[fitsbits] XTENSION = 'FITS' proposal
Doug Tody
tody at tucana.tuc.noao.edu
Thu Apr 11 10:34:51 EDT 2002
Hi All -
We have yet another one of these here which has been implemented
and in use internally for several years. We call it "foreign file
encapsulation", and as Preben says it is used for observing logs and
other auxiliary information which we want to encapsulate in FITS and
propagate into our archive. The extension allows arbitrary files
or byte streams to be encapsulated in a FITS extension and later
regenerated, including restoring the original file name and MIME type.
I dug up some notes from back when we worked on this, and these are
appended below.
- Doug
On Thu, 11 Apr 2002, Preben Grosbol wrote:
> On Wednesday 10 April 2002 23:36, Perry Greenfield wrote:
> > Proposal for a "FITS" Extension (XTENSION = 'FITS')
>
> I have some sympathy for a proposal of this kind but it is too limited
> in scope. You may recall that there already is a reserved extension
> type XTENSION = 'DUMP' which was intended for binary dumps
> (ref. NOST 100-2.0). One may find a better name for such byte
> stream extensions (e.g. 'BSTREAM') but one would sometimes like
> to store additional information together with binary data in a FITS
> file. Typical examples would be:
> 1) Observing logs in e.g. XML format
> 2) Reduction logs in e.g. ASCII text
> 3) Binary dumps from an instrument
> 4) Graphs in e.g. PostScript format
> 5) A paper in e.g. LaTeX format
> 6) or as you mention another FITS file.
> This would call for an extension like:
>
> XTENSION = 'BSTREAM ' or 'DUMP '
> BITPIX = 8
> NAXIS = 1
> NAXIS1 = <size of byte stream in bytes>
> BSTYPE = 'data type'
>
> where 'data type' should be controlled and possibly have values
> like 'NONE', 'FITS', 'XML', 'POSTSCRIPT', 'LATEX', 'PDF', 'TEXT'
> etc. For 'TEXT' type, one could add a keyword to give the character
> encoding.
>
> This type of extension would be much more general but still serve
> the purpose of providing a hierarchical structure for your FITS files.
> Preben Grosbol
----
FITS FOREIGN FILE ENCAPSULATION
May 1999
Foreign File Extension
The new extension type puts a FITS wrapper about an arbitrary file, allowing
a file or tree of files to be wrapped up in FITS and later restored to
disk. This mechanism also provides a means for associating a group of
FITS extensions of any type. Certain of the file attribute keywords can
be included in the header of any FITS file or extension to support such
things as storing a directory tree containing images, tables, and other
non-FITS types of files in a FITS MEF file, and later restoring the whole
tree to disk.
File Types
text file
A file containing only text. Stored 8 bits per character using
newline to delimit lines of text (like Unix).
binary file
Any file which is not a text file or one of the known file types.
Stored as a byte stream without any conversion.
fits file
Any FITS file or FITS extension, regardless of the extension type.

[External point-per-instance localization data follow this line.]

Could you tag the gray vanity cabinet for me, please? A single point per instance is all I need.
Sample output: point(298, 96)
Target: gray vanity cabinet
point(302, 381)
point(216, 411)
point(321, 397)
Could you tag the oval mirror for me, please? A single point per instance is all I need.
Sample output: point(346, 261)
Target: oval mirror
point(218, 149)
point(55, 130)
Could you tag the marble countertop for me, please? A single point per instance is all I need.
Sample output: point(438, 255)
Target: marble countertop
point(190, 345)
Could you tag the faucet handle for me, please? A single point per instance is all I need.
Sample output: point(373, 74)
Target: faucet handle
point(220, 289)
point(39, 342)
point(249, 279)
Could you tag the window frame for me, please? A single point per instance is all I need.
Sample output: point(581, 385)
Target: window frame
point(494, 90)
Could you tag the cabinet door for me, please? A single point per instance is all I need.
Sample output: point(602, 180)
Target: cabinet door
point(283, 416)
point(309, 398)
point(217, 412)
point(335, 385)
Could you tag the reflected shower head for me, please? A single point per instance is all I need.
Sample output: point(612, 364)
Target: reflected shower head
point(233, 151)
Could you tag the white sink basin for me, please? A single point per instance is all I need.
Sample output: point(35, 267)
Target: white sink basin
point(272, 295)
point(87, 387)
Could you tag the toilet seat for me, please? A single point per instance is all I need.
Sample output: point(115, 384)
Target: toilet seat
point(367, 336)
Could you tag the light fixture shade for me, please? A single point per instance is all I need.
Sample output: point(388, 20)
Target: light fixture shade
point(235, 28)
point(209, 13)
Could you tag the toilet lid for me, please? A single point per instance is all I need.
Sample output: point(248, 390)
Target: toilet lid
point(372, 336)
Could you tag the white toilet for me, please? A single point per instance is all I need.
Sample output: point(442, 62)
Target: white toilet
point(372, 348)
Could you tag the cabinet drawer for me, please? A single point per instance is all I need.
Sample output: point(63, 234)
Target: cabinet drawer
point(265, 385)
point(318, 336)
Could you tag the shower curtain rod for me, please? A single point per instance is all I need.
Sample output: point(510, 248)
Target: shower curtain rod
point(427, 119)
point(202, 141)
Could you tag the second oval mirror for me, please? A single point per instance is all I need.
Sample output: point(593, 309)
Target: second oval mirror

This has to include MEF files as well.
directory
symlink
Hard links, special files, etc. are not recognized or supported (the
writer task might recognize these but would exclude them).
Output File Format
The output host file (or byte stream) is a conventional FITS file
consisting of a sequence of one or more FITS extensions, optionally
preceded by a dataless PHU describing the entire file. Writing of
the PHU may be disabled even if a file is being written to disk (e.g.
when writing a sequence of extensions to be concatenated).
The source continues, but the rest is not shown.